Pour le lecteur protestant, le texte biblique s’explique par les autres textes bibliques d’où une lecture croisée, approfondie, enracinée et toujours à découvrir et à creuser. « Le texte est une terre que nous n’avons jamais totalement explorée et qui mérite encore notre intérêt » (p.18).

Saint Bernard, au 12°s., voyait déjà les textes bibliques sous cet angle.

Les catéchismes catholiques du 19°s et 20°s. très rigides , sont loin de cette démarche personnelle et spirituelle où l’Ecriture interprète l’Ecriture.

Nous sommes parfois étonnés de voir de jeunes enfants musulmans apprendre à lire à l’école coranique. Pourtant, au 20°s., en Allemagne, l’apprentissage de la langue se faisait dans le texte biblique et les premiers héros de la jeunesse étaient Abraham, Moïse et Jésus !

La Bible se révèle « comme un compagnon de route »... qui permet de « mettre en perspective » ce qu’on voit et ce qu’on vit, chaque croyant étant en mesure, individuellement, d’entrer en dialogue avec Dieu. La Parole de Dieu ne se suffit pas à elle-même mais elle est le fruit d’un dialogue entre une communauté de croyants qui ont mis par écrit leur expérience spirituelle et le lecteur lui-même inscrit dans une communauté humaine posant son regard, ses intuitions, ses questions sur cet écrit. (p.30) La Bible donne de la saveur, du sel à nos vies.

« Le prédicateur est cet interprète qui établit un pont entre le texte et l’auditeur afin qu’une rencontre ait lieu. » (p.32) A lui de penser à ne pas faire écran à cette Parole de Dieu ni de mettre la main sur Dieu.

« Lorsque nous disons Dieu, ce n’est déjà plus de Dieu que nous parlons mais de la question de Dieu » (Rudolf Bultmann) . « Dieu est au-delà de Dieu » et il échappera toujours à l’idée que nous nous en ferons.

Le livre biblique des Psaumes a toujours été l’école à laquelle se sont formés les protestants pour apprendre à prier.(p.41) « Les Psaumes structurent la spiritualité chrétienne car ils sont chargés de tout ce qui fait la condition humaine. »

L’auteur souligne ici avec justesse la richesse des psaumes qui ne sont pas « des pensées proprettes » mais portent toute prière même violente.
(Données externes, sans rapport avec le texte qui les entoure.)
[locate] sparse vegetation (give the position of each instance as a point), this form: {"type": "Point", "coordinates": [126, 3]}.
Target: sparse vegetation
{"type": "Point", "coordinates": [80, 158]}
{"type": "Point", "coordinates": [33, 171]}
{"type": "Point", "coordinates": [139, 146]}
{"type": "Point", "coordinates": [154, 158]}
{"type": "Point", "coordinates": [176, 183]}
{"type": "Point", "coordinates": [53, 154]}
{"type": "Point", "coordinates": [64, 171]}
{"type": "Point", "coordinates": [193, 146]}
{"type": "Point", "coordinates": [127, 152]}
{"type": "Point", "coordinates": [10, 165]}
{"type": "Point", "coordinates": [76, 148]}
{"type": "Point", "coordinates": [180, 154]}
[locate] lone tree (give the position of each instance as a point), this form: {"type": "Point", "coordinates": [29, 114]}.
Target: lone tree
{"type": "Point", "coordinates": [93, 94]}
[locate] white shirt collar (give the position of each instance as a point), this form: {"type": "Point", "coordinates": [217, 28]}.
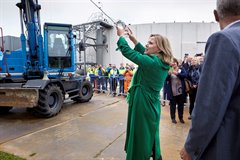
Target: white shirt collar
{"type": "Point", "coordinates": [232, 24]}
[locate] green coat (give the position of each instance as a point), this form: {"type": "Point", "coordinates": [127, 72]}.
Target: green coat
{"type": "Point", "coordinates": [144, 102]}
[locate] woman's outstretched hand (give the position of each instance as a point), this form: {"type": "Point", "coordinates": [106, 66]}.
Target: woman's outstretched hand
{"type": "Point", "coordinates": [120, 32]}
{"type": "Point", "coordinates": [130, 35]}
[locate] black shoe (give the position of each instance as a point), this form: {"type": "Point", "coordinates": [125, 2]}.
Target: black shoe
{"type": "Point", "coordinates": [174, 121]}
{"type": "Point", "coordinates": [182, 121]}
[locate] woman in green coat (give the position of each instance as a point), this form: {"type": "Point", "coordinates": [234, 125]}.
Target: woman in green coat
{"type": "Point", "coordinates": [142, 137]}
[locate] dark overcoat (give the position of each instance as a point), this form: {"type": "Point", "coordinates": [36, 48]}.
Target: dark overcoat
{"type": "Point", "coordinates": [215, 130]}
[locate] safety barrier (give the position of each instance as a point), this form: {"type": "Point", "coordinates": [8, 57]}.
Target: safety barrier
{"type": "Point", "coordinates": [115, 86]}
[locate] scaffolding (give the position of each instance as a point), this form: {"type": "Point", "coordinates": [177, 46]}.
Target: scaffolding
{"type": "Point", "coordinates": [91, 35]}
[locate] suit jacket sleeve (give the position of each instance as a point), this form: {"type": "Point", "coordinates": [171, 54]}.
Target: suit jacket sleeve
{"type": "Point", "coordinates": [216, 86]}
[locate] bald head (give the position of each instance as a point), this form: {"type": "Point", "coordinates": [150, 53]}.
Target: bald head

La parole humaine s’y libère tel le blues chanté par les esclaves. « La prière est cet effort du croyant pour faire quelque chose de ce qui lui arrive. »(p.43) Elle nous permet de nous décentrer vers l’axe de Dieu et l’expérience nous montre aussi que Dieu ne parle pas à la manière des hommes.

Lorque par exemple nous prions pour la paix, rien de surnaturel ne se passera par contre, c’est notre attitude extérieure et intérieure face à la guerre et à la paix qui peut changer. « L’action divine se réalise dans notre pâte humaine » (p.51) L’avenir cesse d’être ce qui va arriver pour devenir ce que nous allons en faire. » (Gaston Bachelard cité p.52)

«  Ce qui change vraiment durant la prière, c’est nous » (p.53) et nous accèderons ainsi à notre « véritable identité. »

Sur le doute. (p.64-66)

Pierre a-t-il douté ? « Le peu de foi correspond au fait que Pierre n’est pas saisi inconditionnellement par le Christ ; il est plutôt saisi par les menaces qui l’entourent …Le doute permet de vérifier nos images de Dieu , de les réformer éventuellement par de meilleures, sans jamais en tenir une pour définitive. …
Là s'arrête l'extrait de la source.